Getting started with AEO
If you are new to AEO, start with these three steps:
-
Audit your existing content. Look at your most important pages. Are they structured with clear heading hierarchies? Could an AI agent extract the key information from each page without confusion? If your content is buried in complex HTML templates with minimal semantic structure, that is your first problem to solve.
-
Create an llms.txt file. This is the single highest-impact AEO action you can take today. Map your key content in a format that AI agents can consume directly.
-
Adopt a markdown-first workflow. Whether you use Unmarkdown™ or another tool, start creating content in markdown. The format naturally produces content that scores well for both SEO and AEO. You get clean structure, semantic headings, and information density without even trying.

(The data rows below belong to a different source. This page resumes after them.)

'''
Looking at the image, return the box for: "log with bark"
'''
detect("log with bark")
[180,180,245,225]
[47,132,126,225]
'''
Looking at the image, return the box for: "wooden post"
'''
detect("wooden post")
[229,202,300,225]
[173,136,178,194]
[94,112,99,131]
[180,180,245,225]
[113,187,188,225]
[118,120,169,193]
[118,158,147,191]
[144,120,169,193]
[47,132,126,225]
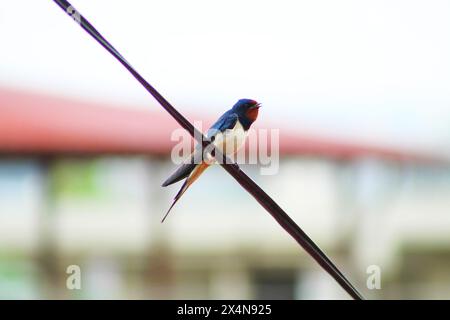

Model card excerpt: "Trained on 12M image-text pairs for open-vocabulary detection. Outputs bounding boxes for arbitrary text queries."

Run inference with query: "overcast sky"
[0,0,450,152]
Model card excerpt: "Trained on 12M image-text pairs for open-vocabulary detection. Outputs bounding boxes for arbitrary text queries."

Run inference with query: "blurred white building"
[0,89,450,299]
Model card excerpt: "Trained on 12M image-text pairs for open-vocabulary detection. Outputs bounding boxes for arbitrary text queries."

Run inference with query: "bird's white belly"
[214,121,247,155]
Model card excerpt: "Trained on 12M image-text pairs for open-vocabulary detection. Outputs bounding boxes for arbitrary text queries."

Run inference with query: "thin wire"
[54,0,364,300]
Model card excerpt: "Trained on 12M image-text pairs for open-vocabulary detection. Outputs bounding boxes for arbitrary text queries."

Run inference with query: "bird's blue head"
[233,99,261,130]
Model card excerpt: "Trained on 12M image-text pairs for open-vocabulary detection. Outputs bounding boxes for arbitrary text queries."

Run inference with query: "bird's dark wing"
[162,111,238,187]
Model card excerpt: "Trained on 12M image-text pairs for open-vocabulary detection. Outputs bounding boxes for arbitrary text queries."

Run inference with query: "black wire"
[54,0,364,300]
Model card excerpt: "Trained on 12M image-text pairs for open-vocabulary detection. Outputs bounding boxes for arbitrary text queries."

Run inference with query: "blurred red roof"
[0,89,445,162]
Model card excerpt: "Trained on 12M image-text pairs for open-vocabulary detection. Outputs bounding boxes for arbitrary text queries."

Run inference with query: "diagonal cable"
[54,0,364,300]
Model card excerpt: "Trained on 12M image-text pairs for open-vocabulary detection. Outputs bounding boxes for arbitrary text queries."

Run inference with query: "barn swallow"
[161,99,261,222]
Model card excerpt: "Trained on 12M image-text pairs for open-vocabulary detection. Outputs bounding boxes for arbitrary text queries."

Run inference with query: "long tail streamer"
[54,0,364,300]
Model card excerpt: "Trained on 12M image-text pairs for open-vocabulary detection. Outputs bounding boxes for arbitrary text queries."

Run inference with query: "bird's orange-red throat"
[245,105,259,121]
[161,99,260,222]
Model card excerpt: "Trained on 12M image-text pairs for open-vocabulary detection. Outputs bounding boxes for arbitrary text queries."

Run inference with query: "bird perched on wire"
[161,99,261,222]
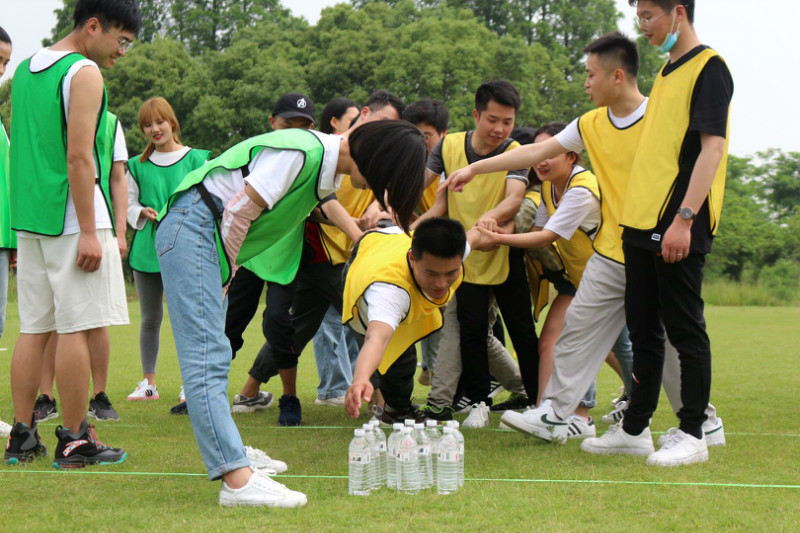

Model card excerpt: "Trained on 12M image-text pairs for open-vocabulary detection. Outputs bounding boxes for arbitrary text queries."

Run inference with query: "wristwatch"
[678,207,697,220]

Understanding AEO vs SEO is essential for planning your content strategy. The shift will not happen overnight, but the trajectory is clear. The companies that prepare now will have a meaningful advantage as AI agents become primary consumers of web content. The good news: most of what AEO requires is simply good content practice. Write clearly, structure logically, and format in markdown. The rest follows naturally.